Last year I complained that Apple was leaving out more than 50% of its potential customers by making Apple TV for widescreen-TV owners only, leaving old-school square-TV users to fend for themselves. That's still true, and while far more people own widescreen HDTVs this year than last year there are still millions out there with square televisions. Apple TV's clearly not for them.

But is it for high-end users, early adopters who have spent thousands of dollars on their 42-inch+ plasmas and LCDs? Not really. Apple's promising those customers a limited number of HD movie rentals (none for purchase) at 720p resolution. We can argue all day about whether 1080p images are really better than 720p, but it's clear that users who purchase the most expensive gear do care. Meanwhile, all of iTunes television downloads are in SD, even though most conventional TV shows come in HD for free over the airwaves. This means that if I purchase an episode of Lost on Apple TV it won't even be the right shape for my television, never mind as high quality as an HD broadcast.

All this is to explain that Apple TV has no obvious audience: the box is not made for cheap TVs, but iTunes isn't ready yet to deliver on image quality for expensive ones either.

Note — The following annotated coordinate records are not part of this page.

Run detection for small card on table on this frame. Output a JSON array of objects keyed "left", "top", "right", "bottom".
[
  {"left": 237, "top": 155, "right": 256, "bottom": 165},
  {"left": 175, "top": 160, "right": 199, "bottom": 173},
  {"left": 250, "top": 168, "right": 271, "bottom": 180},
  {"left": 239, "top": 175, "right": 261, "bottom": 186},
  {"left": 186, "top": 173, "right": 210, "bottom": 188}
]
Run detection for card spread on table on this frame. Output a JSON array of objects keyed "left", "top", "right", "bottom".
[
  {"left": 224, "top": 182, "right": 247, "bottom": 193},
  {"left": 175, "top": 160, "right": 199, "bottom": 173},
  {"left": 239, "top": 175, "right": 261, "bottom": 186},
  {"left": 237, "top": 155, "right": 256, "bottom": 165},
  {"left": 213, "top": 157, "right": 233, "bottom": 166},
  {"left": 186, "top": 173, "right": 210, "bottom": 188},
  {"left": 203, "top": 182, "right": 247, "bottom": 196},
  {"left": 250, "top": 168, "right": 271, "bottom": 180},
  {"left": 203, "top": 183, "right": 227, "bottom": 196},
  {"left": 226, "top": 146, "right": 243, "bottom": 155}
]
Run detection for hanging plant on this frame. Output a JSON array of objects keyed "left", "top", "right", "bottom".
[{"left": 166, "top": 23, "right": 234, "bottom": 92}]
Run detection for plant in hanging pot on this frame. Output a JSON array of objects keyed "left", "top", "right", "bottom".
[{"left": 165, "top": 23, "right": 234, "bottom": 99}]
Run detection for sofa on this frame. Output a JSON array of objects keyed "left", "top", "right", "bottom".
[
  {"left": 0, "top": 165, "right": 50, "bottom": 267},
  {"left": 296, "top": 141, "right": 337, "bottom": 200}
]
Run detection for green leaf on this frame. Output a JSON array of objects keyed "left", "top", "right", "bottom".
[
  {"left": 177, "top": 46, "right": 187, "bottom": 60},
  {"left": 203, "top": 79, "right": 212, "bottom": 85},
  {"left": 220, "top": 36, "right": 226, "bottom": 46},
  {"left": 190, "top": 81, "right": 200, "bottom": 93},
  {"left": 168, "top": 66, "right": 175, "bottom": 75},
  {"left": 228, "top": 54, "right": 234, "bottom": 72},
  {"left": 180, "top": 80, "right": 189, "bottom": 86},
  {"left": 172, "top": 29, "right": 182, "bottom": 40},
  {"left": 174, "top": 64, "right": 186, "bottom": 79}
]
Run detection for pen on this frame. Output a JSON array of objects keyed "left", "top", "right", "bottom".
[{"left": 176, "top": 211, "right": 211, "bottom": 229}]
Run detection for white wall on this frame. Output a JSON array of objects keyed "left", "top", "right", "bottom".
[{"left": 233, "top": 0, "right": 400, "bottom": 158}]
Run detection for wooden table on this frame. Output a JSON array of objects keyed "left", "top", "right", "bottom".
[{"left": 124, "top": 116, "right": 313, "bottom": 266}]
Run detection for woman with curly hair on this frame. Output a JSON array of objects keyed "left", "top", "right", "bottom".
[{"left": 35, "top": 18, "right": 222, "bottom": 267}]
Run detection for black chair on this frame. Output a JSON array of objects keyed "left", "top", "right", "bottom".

It's not Apple's fault (entirely)
To clear up my own questions about TV-download boxes, I compared the offerings of Vudu, Apple TV, and Amazon Unbox on TiVo. While Apple TV does come off as a little expensive, it's by no means a clear loser among its rivals. Vudu won't let you take any content off its boxes, and Amazon Unbox cuts out Mac users completely. All three companies must contend with stubborn studio executives who supply content at the rate and consistency of an old, leaky faucet— it's not like Apple wants to have such a limited and restricted selection of movies.

In a recent interview Bill Gates said that what he admires about Apple is that it can introduce fully "polished" products with great "usability." I agree. Which is why Apple TV has remained such a surprise to me: Jobs's goal with Apple TV 2.0 was to make the product more intuitive and easier to use, but it's not at all clear that he has. It may turn out that the product works beautifully (our reviewer loved v. 1.0), but with no ideal audience and such a small variety of DRM-strapped content v 2.0 seems about as likely to go mainstream and introduce downloadable content into the country's living rooms as last year's model.

For the next version…
In order to achieve its goals, Apple TV needs to do three things. First, it should provide rental and purchasing options whose price and availability are easy to predict in files that are simple to transport. Second, it needs to "just work" with the TVs that are out there, offering both the best HD and upconverted files for widescreen HDTVs while feeding standard-def video to the square ones. And finally, Apple, I'll repeat a question I asked last year: You ship laptops with AC adapters. Would it kill you to include cables with Apple TV so it works out of the box?